Posted by: sdorner on 23 April 2026, 1:56 pm EST

  • Posted 23 April 2026, 1:56 pm EST

    On a Windows 11 PC in the Chrome browser.

    I need help understanding how Fonts are supported. If I paste from Excel a cell with a Font of Webdings, it pastes properly with the Font set to Webdings (even though Webdings is not on the Font Drop Down). I assume this works as the PC has that font installed (in Windows).

    If I paste Aptos Black from Excel it does not work, it appears to be just Aptos font.

    I then tried Wandohope (a font that has a Cloud next to it in Excel) and it did not work and seems to default to some type of default times new roman. The default font for the spreadsheet is Calibri 11, so why did it not default to that? What font is it actually defaulting to?

    Is there documentation that describes how fonts work in SpreadJS?

  • Posted 24 April 2026, 5:28 am EST

    Hi,

    Thank you for the detailed description of what you’re seeing.

    The Core Principle: SpreadJS Delegates Font Rendering to the Browser

    SpreadJS uses a declarative font system — it assigns the font name to the cell and the browser’s own rendering policy determines whether and how that font is displayed. SpreadJS does not bundle, manage, or validate font availability. This single principle explains all three of your cases.

    Case 1: Webdings — Why It Works

    When you paste a cell with Webdings from Excel, SpreadJS records the font name and passes it directly to Chrome. Since Webdings ships pre-installed with Windows, Chrome resolves and renders it without issue. The fact that it doesn’t appear in the font dropdown is irrelevant — any font the browser can find will render correctly, regardless of whether it’s listed in the UI. Your assumption was exactly right.

    Case 2: Aptos Black Appears as Regular Aptos

    When pasting from Excel, SpreadJS correctly captures and passes the “Aptos Black” font name to Chrome. However, since the Aptos Black font file is not installed on the system, Chrome cannot find it and silently falls back to whichever Aptos variant it can resolve — typically the regular weight. You can register the Aptos-Black.ttf file as a web font in your application before SpreadJS initializes, and pasted cells will render exactly as expected.

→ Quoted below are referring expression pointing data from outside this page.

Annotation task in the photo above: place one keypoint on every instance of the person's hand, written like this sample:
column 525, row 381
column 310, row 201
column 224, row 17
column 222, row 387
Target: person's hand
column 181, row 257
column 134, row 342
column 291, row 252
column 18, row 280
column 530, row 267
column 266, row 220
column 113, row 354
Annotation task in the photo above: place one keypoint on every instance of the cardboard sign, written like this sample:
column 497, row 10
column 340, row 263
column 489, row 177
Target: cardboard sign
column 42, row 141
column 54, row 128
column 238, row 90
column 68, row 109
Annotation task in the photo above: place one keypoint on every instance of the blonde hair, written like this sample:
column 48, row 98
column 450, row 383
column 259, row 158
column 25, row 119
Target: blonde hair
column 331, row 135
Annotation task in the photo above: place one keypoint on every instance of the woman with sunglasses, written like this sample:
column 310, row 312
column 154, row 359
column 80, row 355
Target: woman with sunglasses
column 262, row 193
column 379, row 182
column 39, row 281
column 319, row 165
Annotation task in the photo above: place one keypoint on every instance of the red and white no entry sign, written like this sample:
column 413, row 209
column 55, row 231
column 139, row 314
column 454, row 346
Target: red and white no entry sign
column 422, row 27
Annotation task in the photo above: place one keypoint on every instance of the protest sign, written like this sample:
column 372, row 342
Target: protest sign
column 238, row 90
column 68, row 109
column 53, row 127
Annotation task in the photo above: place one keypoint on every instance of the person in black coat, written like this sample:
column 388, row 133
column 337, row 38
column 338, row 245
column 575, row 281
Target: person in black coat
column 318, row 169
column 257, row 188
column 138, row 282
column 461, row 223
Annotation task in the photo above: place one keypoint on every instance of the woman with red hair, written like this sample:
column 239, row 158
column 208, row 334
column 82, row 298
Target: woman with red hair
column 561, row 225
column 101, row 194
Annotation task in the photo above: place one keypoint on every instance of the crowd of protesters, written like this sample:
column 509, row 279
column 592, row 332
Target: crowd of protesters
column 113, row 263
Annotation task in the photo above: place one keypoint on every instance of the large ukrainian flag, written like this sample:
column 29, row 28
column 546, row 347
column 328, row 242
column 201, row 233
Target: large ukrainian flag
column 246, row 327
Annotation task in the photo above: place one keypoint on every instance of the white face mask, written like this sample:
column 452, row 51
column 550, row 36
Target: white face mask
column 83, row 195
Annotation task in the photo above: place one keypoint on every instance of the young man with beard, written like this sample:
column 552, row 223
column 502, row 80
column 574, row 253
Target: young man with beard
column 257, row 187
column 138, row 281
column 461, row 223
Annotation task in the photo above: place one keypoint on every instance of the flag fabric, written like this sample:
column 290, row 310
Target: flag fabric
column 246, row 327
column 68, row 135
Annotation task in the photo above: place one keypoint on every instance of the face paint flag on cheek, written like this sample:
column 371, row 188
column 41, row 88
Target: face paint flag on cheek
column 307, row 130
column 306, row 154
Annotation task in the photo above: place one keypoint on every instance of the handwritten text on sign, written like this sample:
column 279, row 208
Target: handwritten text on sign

    You can see this working in the following sample, which loads Aptos Black and correctly applies it on paste from Excel:

    Aptos Black Font Sample: https://jscodemine.mescius.io/share/4rfilplkfkmrufo9tieg-w/?IsEmbed=false&Theme=Unset&PreviewDirection=0&IsEditorShow=true&IsExplorerShow=true&IsPreviewShow=true&IsConsoleShow=true&IsRunBTNShow=false&IsResetBTNShow=false&IsOpenInCodemineBTNShow=false&PanelWidth=20&PanelWidth=50&PanelWidth=30&defaultOpen={"OpenedFileName"%3A["%2Findex.html"%2C"%2Fpackage.json"%2C"%2Fsrc%2Fapp.js"%2C"%2FFonts%2FAptos-Black.ttf"]%2C"ActiveFile"%3A"%2Findex.html"}

    Case 3: Wandohope Falls Back to Times New Roman

    Two separate reasons explain this:

    Aptos variants: Unlike Calibri, which ships with Windows as a system font, Aptos is delivered exclusively through the Microsoft 365 Office application and is never installed into the OS itself. When Chrome encounters an Aptos font name it cannot locate, it falls back to the browser’s default serif font — typically Times New Roman.

    Wandohope and other cloud fonts: Any font displaying a cloud icon in Excel is a Microsoft 365 cloud-streamed font. Excel downloads and renders these on demand from Microsoft’s servers, but they are never installed locally on your machine. Chrome has no way to access them, so the same browser fallback applies.

    Why Times New Roman Instead of Your Calibri Default?

    Your spreadsheet’s default font (Calibri 11) is a SpreadJS application-level setting that applies only to cells with no explicit font assigned. Pasted cells from Excel already carry an explicit font assignment (Aptos, Wandohope, etc.), so SpreadJS correctly stores and applies those names. When the browser cannot resolve them, it applies its own internal fallback — the generic serif font, which in Chrome is Times New Roman. SpreadJS’s default font setting has no influence over this browser-level fallback chain.

    The Workaround: Register Missing Fonts as Web Fonts

    The solution is to host the required .ttf files and register them using @font-face in your application so the browser can find them. The sample linked above in Case 2 demonstrates the complete approach for Aptos Black and can be adapted for any other font using the same pattern.